Seatrout look almost like a brown trout, but aren’t actually related to trout at all. They are a type of drum, in the same family as redfish. These trout had some cool spots and wicked canine-like teeth. Just like that the fishing shut down. We tried the same techniques and spots but to no avail. One of the highlights of the day was seeing a dolphin cruise along the beach not more than 30 yards out. It was pretty cool to see a dolphin in his own element, chasing the same fish we were after.

A few days later, we fished the estuary along the Wildlife Drive in the J.N. “Ding” Darling wildlife refuge. Nothing took our flies in the hour or two that we fished in the evening, but it was still a great day out in Creation.

Tight Lines,

Conner

Spring Break

Spring break this year was a blast, although the fishing was a bit tough. Over forty hours in the car brought us to the Smoky Mountains, South Carolina, and Florida. I wish I could say we caught tons of fish, but it was great just to go fishing.

For some reason, ever since I started fly fishing I have wanted to fish in the Smoky Mountains. The videos of brookies smashing dry flies, and the pictures of small mountain streams with pockets and pools just begging to be fished captured my mind. When we drove through them I just had to stop and fish, even for just a few minutes. The weather was not on my side, as it rained almost all day, just enough to prevent fishing. However, there was a brief window of opportunity when the rain lightened as we drove by a stream. A small bead head tempted one small trout in the fifteen minutes I had to fish, but he popped off.

South Carolina brought saltwater fishing in tidal pools and creeks adjacent to a jetty. Redfish would go into these creeks and pools at high tide to escape the dolphins. One problem. It wasn’t high tide when we had time to fish. There were still some fish, but it made for a tough day that ended without any fish caught and only a small pod of reds tailing at the other end of a pool for a few seconds.
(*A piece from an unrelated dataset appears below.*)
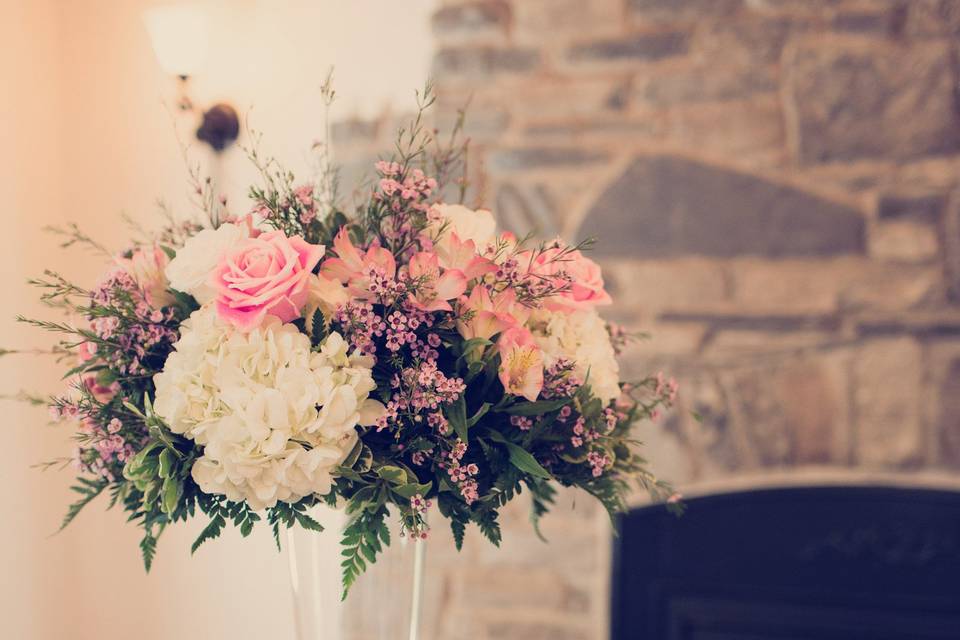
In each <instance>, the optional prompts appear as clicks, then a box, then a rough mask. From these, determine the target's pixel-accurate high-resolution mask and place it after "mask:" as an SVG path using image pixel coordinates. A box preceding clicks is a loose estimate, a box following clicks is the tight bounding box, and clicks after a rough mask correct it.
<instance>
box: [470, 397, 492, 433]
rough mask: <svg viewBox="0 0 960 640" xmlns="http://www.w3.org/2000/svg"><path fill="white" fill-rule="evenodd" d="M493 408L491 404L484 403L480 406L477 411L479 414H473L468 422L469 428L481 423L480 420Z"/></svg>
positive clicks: (476, 412)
The fish gave us the hard treatment again on our second day of fishing and kayaking in a salt marsh, but it was not as harsh as last time All three of us tried dredging the creeks and channels with no luck, but I did manage to hook into a hard fighting redfish. I was dragging a rabbit pattern along the bottom of a pool when all of a sudden the line came to life. A strip set later the reel was screaming with a refish on the other end. However, my luck was about to change. After two minutes of runs and hard pulls the line went limp just as I was tiring the fish out. Nothing seemed to be going our way.

The next time I picked up a fly rod was on a brackish lake in the Florida panhandle. Braden and Noah chose not to fish, but to hang out on the beach and I can’t blame them. The coastal “dune” lake connects to the ocean for part of the year, but had been closed off for some time. Near the ocean the water was brackish, but it became fresh as it got farther inland. Dredging flies near the outlet didn’t pan out, so Dad and I drove farther inland to try another spot. A deep, narrow channel bordered by shallow flats and partially submerged grass greeted us. This looked good. After an hour of fishing various flies the only action was a lazy swat at a small popper. Things were looking grim. At this point I was desparate. Even a small bass would be awesome. I tied on a yellow deer hair bug hoping to catch one. After several casts along the weeds I was rewarded with an explosion on the surface. A frisky one pound largemouth had inhaled the bug. It wasn’t the redfish I was hoping for on this trip but it sure beat getting skunked.